England face Sri Lanka in the first semi-final of the World Twenty20 at the Beausejour Stadium here on Thursday, with Australia up against defending champions Pakistan at the same venue on Friday.
Australia beat the West Indies by six wickets on Tuesday to maintain their unbeaten record in the tournament.
Asked after that match how he would feel about playing England in the final in Barbados on Sunday, Clarke replied: "I'd look forward to that, yeah.”
England hold the Ashes after a 2-1 series win on home soil last year but in November will travel 'Down Under' where they haven't won a Test series since 1986/87.
"If we beat Pakistan and meet England in the final it would be a good start to what is going to be a very good and interesting summer back in Australia as with the Ashes," Clarke said.
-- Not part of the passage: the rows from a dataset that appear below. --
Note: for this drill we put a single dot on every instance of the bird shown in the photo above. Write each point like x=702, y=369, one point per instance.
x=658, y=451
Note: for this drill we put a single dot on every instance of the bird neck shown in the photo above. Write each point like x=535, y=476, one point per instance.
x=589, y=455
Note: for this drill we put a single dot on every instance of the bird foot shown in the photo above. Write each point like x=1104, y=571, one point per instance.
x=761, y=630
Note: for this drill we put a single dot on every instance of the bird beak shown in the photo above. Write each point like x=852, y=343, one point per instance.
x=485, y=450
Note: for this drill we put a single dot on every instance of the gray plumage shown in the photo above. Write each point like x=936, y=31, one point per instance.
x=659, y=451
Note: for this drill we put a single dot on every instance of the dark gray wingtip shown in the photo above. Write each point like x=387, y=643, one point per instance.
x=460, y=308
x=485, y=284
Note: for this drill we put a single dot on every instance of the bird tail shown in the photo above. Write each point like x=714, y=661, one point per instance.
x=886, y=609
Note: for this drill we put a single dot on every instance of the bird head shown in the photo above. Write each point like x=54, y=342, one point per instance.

"For me right now I've got both eyes on Pakistan and I'll worry about everything else after that.”
Australia haven't won either of the two previous World Twenty20s and last year's edition in England was considered by many of their fans to be a sideshow to the main business of the Ashes.
They were dumped out of that tournament in three days after defeats by the West Indies and Sri Lanka. But it has been a different story in the West Indies with fast bowling trio Dirk Nannes, Mitchell Johnson and Shaun Tait in the wickets and dynamic opener David Warner leading a powerful batting line-up.
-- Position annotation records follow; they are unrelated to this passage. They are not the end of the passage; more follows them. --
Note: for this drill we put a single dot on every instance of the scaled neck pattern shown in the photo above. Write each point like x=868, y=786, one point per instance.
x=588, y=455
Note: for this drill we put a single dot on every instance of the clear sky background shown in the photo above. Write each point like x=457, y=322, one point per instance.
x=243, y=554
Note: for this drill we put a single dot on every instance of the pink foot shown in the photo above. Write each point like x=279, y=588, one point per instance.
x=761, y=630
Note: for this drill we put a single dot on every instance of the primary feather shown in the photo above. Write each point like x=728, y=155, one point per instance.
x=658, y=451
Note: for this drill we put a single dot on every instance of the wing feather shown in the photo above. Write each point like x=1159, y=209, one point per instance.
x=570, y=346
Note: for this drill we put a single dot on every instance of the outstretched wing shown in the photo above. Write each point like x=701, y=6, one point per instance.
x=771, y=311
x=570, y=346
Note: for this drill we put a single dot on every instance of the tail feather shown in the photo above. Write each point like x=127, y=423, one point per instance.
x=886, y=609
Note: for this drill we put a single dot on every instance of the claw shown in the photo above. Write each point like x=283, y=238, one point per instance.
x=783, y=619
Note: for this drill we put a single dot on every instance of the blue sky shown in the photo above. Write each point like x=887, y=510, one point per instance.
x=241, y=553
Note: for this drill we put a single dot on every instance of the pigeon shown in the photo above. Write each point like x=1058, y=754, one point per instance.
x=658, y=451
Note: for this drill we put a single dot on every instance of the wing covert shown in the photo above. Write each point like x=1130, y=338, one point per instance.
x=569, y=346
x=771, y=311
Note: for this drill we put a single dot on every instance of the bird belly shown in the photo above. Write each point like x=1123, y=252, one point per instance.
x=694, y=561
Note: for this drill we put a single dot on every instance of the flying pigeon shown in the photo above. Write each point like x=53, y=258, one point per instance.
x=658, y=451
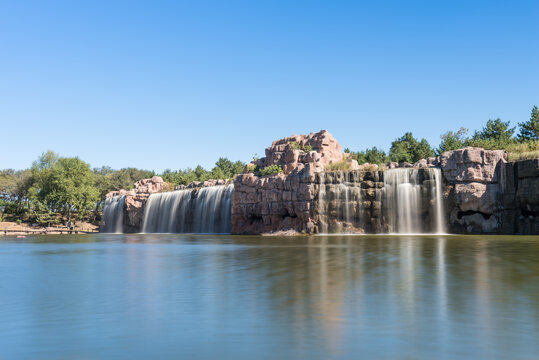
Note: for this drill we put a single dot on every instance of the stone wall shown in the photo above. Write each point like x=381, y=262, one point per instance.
x=474, y=180
x=284, y=201
x=135, y=201
x=520, y=200
x=483, y=193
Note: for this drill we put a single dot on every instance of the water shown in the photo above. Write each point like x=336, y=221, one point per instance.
x=206, y=210
x=113, y=215
x=165, y=296
x=413, y=201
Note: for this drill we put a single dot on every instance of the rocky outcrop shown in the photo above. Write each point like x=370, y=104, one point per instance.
x=284, y=201
x=135, y=200
x=349, y=201
x=295, y=152
x=273, y=203
x=474, y=180
x=520, y=201
x=201, y=184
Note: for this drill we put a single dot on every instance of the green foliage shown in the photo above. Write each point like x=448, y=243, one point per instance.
x=270, y=170
x=375, y=156
x=67, y=185
x=523, y=151
x=339, y=165
x=529, y=130
x=41, y=214
x=495, y=135
x=297, y=146
x=452, y=141
x=408, y=149
x=223, y=169
x=108, y=179
x=14, y=188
"No doubt it has motivated every player, not just throughout this tournament but throughout the last 12 months," Clarke said of Australia's Twenty20 record.
"We weren't performing as well as we would have liked in this form of the game. We've certainly improved over the last 12 months.
"We've had to work very hard to get to the position we're in. Even in this tournament there have been no easy games.
"England, too, have not won the World Twenty20 title, although they pioneered the format in professional senior cricket. But with the likes of batsmen Kevin Pietersen, Eoin Morgan and all-rounder Tim Bresnan to the fore, England have emerged as serious contenders to win this edition in the Caribbean.
"They play a lot of Twenty20 cricket in England and they've always had a lot of talent," Clarke said.
"It's great for English cricket to see them come out and gel a few new players into their squad as well.
"However, he said he thought the pitch at Beausejour, which has less pace than the one at the Kensington Oval in Barbados, which has also been used for Super Eights matches and the venue for the final, would favour Sri Lanka, last year's losing finalists.
"It's going to be a fantastic game on Thursday. Again I think conditions out here are probably going to suit Sri Lanka more than England.
"Who knows what can happen? Both teams are very strong.
"Clarke remains wary of a Pakistan side who seem to be coming into form just at the right time, having been well beaten by 34 runs by Australia in a first round group match at Beausejour.
"This game on Friday is a huge game for us. It's going to be tough. Pakistan have a lot of spinners and they have a lot of class," Clarke said.
"Beating them a week ago is irrelevant. If we beat them, it doesn't bother me who we play in the final.
"We'll keep our fingers crossed. We'd love the trophy."